TVNZ pulled The Jeremy Kyle Show off air after it was permanently cancelled in Britain following...
TVNZ pulled The Jeremy Kyle Show off air after it was permanently cancelled in Britain following the death of one of its guests. Photo: supplied
Is this the end for TV shows that goad the vulnerable for laughs, Barbara Ellen asks.

Is it possible to be cautiously optimistic that the not-so-golden TV era of bear-baiting people in the name of entertainment is finally passing?

The digital, culture, media and sport committee viewed leaked backstage footage of The Jeremy Kyle Show, going on to condemn the programme's "bullying methodology'' and "complete abdication of the duty of care''.

The committee was set up after the death of Steve Dymond (who killed himself after appearing on the Kyle show to take a lie detector test) and the suicides of two Love Island contestants.

However, while television networks have long been guilty of putting "good television'' before participant welfare, this is also about us, the viewers, and the wider culture of dehumanisation that made exposing and goading often uneducated, generally skint people feel like acceptable telly.

This went far beyond The Jeremy Kyle Show.

Over the years, even as the numbers of working-class actors have dwindled for lack of funds and opportunity, there seemed to be little about real-life working-class culture that couldn't be plundered for television, with shows such as Benefits Street confirming sneering prejudices.

Although Kyle's type of show called those being exploited "guests'', other reality genres started refashioning people as "cast members''.

This culture of treating human beings as free or cheap, small-screen livestock hit its nadir with shows such as Love Island (watch them at it!), which was supposed to be fine, because - yay! - sunshine and bikinis were involved and contestants made money at the end.

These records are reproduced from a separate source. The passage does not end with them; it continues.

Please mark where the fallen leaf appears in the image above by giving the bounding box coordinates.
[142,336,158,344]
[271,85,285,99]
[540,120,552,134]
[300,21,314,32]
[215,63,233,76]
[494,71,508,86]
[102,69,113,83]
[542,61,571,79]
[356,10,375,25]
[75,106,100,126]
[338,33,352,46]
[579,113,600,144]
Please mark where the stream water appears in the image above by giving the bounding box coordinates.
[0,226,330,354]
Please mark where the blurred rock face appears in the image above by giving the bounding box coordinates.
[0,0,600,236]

Other reality shows have been coarser, verging on pornographic, yet were still clearly considered appropriate to commission, film, broadcast and watch. All of which exposes a fundamental disconnect at the heart of collective morality.

On the one hand, the recent use of nude images of US congresswoman Katie Hill to shame her was rightly universally condemned.

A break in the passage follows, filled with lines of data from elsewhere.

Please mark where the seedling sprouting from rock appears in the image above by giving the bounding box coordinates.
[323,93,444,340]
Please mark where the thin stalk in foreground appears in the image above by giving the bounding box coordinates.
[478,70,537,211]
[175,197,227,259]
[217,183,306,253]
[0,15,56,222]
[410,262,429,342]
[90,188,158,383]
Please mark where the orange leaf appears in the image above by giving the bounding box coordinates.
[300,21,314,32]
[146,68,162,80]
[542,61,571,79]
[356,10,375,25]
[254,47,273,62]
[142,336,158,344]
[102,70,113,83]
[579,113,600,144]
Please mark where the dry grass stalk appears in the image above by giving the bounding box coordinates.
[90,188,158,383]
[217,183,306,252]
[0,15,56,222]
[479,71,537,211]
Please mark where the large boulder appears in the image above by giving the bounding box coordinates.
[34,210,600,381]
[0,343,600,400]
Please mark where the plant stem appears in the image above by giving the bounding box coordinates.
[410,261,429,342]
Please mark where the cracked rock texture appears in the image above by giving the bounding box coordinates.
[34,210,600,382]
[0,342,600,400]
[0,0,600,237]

Yet, in Britain, it's become routine to film young, working-class people fighting, vomiting and copulating, with debasing footage that could haunt them forever.

There's still no shortage of such shows, particularly when you deep-dive into the satellite television channels. However, things do appear to be changing and for the better.

While Love Island used to be a high-profile part of the problem, now it's evolved into something closer to a solution. Operating under the new guidelines, the most recent series was vastly improved, with a drastic reduction in exploitative sexual content.

Elsewhere, while there's still a cynical fascination with people on benefits (that grisly low-budget addiction to poverty porn that never quite goes away), there at least appear to be genuine attempts to enlighten people, rather than relentlessly pushing the scrounger angle.

Moreover, not only was The Jeremy Kyle Show axed after Dymond's death, ITV made it clear it would not be commissioning similar programmes.

Am I imagining it or is the treatment of people, especially working-class people, on television becoming marginally fairer and kinder? It's just a tragedy that people had to die before we got there.

• Barbara Ellen is an Observer columnist.